Mr. Harris simply pointed out that the committee already decided that one of those options, building a non-compliant exchange, would ensure that we have two exchanges, one operated by the state and one by the feds, guaranteeing that both would fail. He pointed out that the task force did its best to keep the study apolitical. (And now the legislature is allowed to do whatever it wants, anyway.) I believe Mr. Harris thought he would be the only vote not to seek an extension of the funding the task force needed to continue its work, but each member of the committee fell like a domino, also expressing the same frustration, and the decision to stop working was made.
Clearly, Wyoming does not have the leadership or the expertise to craft our own solution to this problem. We have the evidence before us. We already know Wyoming’s leaders are willing to leave large groups of our population uninsured. Our Medicaid program offers nothing for low-income, childless adults.
We already know some Wyoming leaders are willing to settle for a cheesy product that is not insurance if we were to take over the Medicaid program and not accept a single dollar from the federal government. The Healthy Frontiers Program was not insurance and would surely have only added to the problem of cost-shifting and under-insurance that the ACA is designed to fix.
We already know Wyoming won’t step up to the plate and regulate insurance companies. The state turned down two offers of $1 million to our Department of Insurance to help our insurance commissioner conduct rate review requests at the state level. We are now out of compliance with the ACA which requires states to conduct rate review or allow the secretary of Health and Human Services to provide this oversight.
The ACA is forcing Wyoming and other foot-dragging states to set the bar higher: cover everyone with a comprehensive set of benefits and protect consumers from unfair and discriminatory insurance practices.
And, under the ACA, the federal government picks up (or more accurately, provides the mechanism for redistributing) the cost. The way the ACA is designed now, Wyoming would benefit from this redistribution more than most states with more of our own federal income tax dollars coming back into the state. (State Progress Toward Health Reform Implementation: Slower Moving States Have Much to Gain, Urban Institute, January 2012)
The current system leaves people out, is discriminatory and expensive. There is broad agreement that the solution must be a fundamental reform in the way we collect information about cost and quality and the way we pay for health care.

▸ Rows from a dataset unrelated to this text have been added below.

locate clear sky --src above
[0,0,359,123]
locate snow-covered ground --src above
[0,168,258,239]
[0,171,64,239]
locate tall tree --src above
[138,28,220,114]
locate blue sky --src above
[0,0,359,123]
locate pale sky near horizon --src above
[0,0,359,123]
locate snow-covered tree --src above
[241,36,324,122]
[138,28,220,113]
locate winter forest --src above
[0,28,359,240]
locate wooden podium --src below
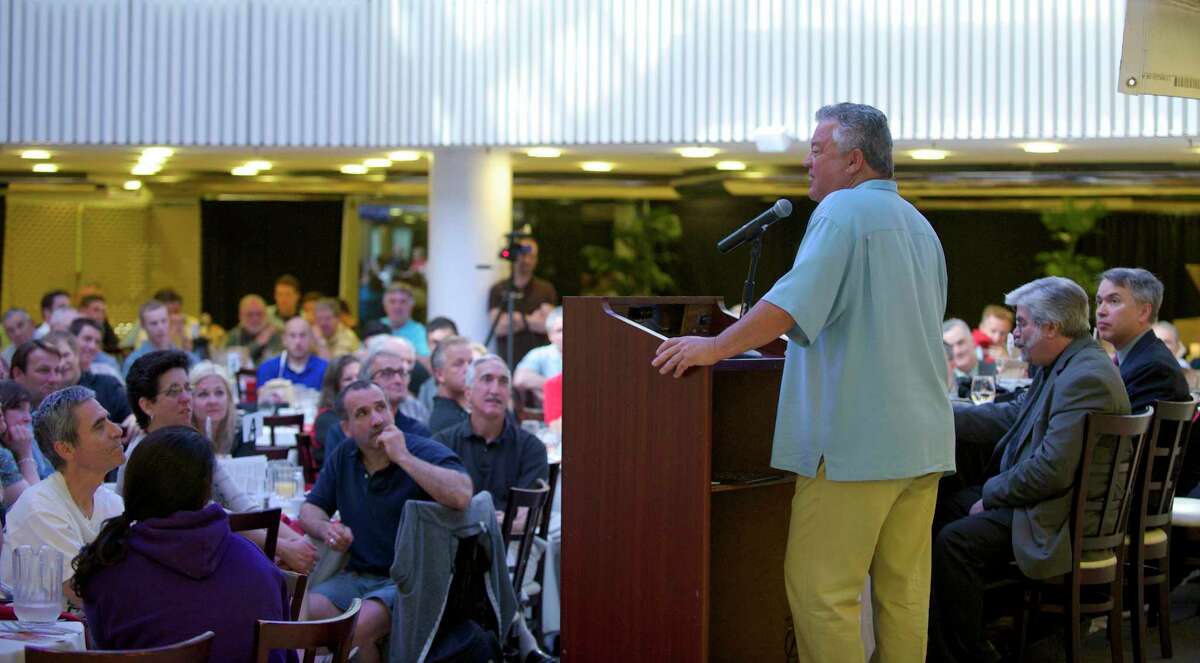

Wyoming continues to bury its head in the sand instead of appointing an apolitical health-care planning board and allowing it to guide this process in the best interest of state citizens. If the legislature must be involved, the voters should not elect another person who doesn’t value health care for all as an essential part of the infrastructure a state needs to do business.
People shouldn’t have to worry they will lose their healthcare if they get sick or change jobs. Insurance should work. It should pay for the care you need when you need it. Why do we put up with less?
If the ACA is struck down, we still have a broken system to fix. Why not use the tools at hand to begin this work AGAIN?